I’ve said for years that private insurance would be the tipping point in healthcare transformation, but it would take a true disruptor focused on long-term profitability rather than tomorrow’s stock price.
It looks like that disruptor may have arrived.
One Preventive Visit, Zero Out-of-Pocket Costs
Curative is a new health plan debuting in January 2023 with a handful of corporate clients in the Austin, Texas area. Such a small launch might not qualify as “news,” except that the business model is so revolutionary.
Workers with a Curative plan will pay exactly zero dollars for all in-network healthcare, as long as they complete one preventive care visit each year. But for workers who skip their preventive visit, the math looks very different: a $5,000 deductible and 80/20 coinsurance.
In an interview with STAT, co-founder Fred Turner says the idea is to offer “one big carrot and stick. Show up once a year and engage in preventive care, and everything will be free; or don’t show up, and you’ll have a $5,000 deductible. That’s the one big incentive that everybody can understand.”
Curative made its name in Covid-19 testing, and the company is funding its new health plan with a $27 million investment. Essentially, Turner is betting everything on this effort to transform healthcare. If regular preventive care drives down costs, then the company should profit over time. But if not, then Curative will end up with higher initial costs and higher long-term claims – not exactly the recipe for a sustainable health insurance business.
High Deductible = Low Utilization
I’m glad to see a private insurer making such a big commitment to preventive care. Regional powerhouses like Kaiser and Geisinger have been leaders in this area, but the big national plans put their focus on short-term costs with high-deductible plans that actually decrease primary care utilization.
“When you raise people’s deductibles, that saves a bit of money in the first year on utilization,” Turner says. “But when you dig into what’s actually happening, people are putting off preventive care. They’re not doing colonoscopies or mammograms. They’re not getting their checkups. When you start looking at two- and three-year cost data, costs start to go back up again because all of those things people put off are now more expensive to deal with.”
For companies with very high employee churn rates, Curative might not make sense because the investment in preventive care starts to pay off after two to three years. Then again, by offering robust healthcare with zero out-of-pocket costs, employers might just be able to reduce their turnover and keep a lid on healthcare expenses at the same time.

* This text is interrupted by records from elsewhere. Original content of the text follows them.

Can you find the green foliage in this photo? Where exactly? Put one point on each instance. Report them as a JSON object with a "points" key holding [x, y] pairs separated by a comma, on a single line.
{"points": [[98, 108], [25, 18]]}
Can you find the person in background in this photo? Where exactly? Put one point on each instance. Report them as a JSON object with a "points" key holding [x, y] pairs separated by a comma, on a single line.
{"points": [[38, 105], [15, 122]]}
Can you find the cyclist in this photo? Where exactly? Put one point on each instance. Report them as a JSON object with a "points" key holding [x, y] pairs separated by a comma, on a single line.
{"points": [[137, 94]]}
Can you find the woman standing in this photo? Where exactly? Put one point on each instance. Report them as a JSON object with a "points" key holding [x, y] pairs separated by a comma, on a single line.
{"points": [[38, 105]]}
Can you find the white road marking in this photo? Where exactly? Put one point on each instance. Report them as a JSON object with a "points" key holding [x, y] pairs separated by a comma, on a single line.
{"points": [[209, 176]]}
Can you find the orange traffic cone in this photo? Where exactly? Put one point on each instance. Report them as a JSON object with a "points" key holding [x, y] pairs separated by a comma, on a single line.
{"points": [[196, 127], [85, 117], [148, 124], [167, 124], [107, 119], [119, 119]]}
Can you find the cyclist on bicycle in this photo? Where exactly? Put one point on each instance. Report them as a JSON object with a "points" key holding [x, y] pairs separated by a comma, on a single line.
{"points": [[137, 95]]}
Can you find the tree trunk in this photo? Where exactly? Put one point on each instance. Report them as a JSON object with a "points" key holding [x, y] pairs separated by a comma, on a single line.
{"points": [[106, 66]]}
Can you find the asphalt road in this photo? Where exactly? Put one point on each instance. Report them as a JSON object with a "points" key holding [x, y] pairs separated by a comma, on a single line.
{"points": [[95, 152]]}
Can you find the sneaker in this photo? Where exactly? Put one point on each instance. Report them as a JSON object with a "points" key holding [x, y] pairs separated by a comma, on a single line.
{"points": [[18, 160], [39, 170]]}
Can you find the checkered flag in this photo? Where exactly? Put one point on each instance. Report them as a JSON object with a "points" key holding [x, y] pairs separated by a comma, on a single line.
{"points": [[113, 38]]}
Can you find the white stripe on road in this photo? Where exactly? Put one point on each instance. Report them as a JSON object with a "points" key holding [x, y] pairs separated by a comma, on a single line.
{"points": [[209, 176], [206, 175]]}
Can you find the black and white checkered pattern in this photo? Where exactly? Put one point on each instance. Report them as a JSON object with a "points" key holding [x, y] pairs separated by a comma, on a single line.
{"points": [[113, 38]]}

That would qualify as a major win/win.
The Business Case for Hospitals
Turner believes that Curative will have a lower medical loss ratio due to the emphasis on preventive care – but only if his small health plan can get the same provider rates as large carriers. Why would providers play ball? As a longtime healthcare strategist, I have to admit his sales pitch for providers does sound intriguing:
“It’s a lot easier for the providers if you don’t have to collect any cost-sharing. If you know that you’re getting 100% of the bill paid, and you’re not worrying about collecting a copay for this or a deductible for that, it is a significant admin reduction on the side of the provider. So we have been able to use that to negotiate better rates with some provider groups.”
Curative is doing something radical – and risky – in a space that’s ripe for disruption. Turner says his goal is to be the next UnitedHealth. If he's successful, it might just be a tipping point in the long effort to transform healthcare.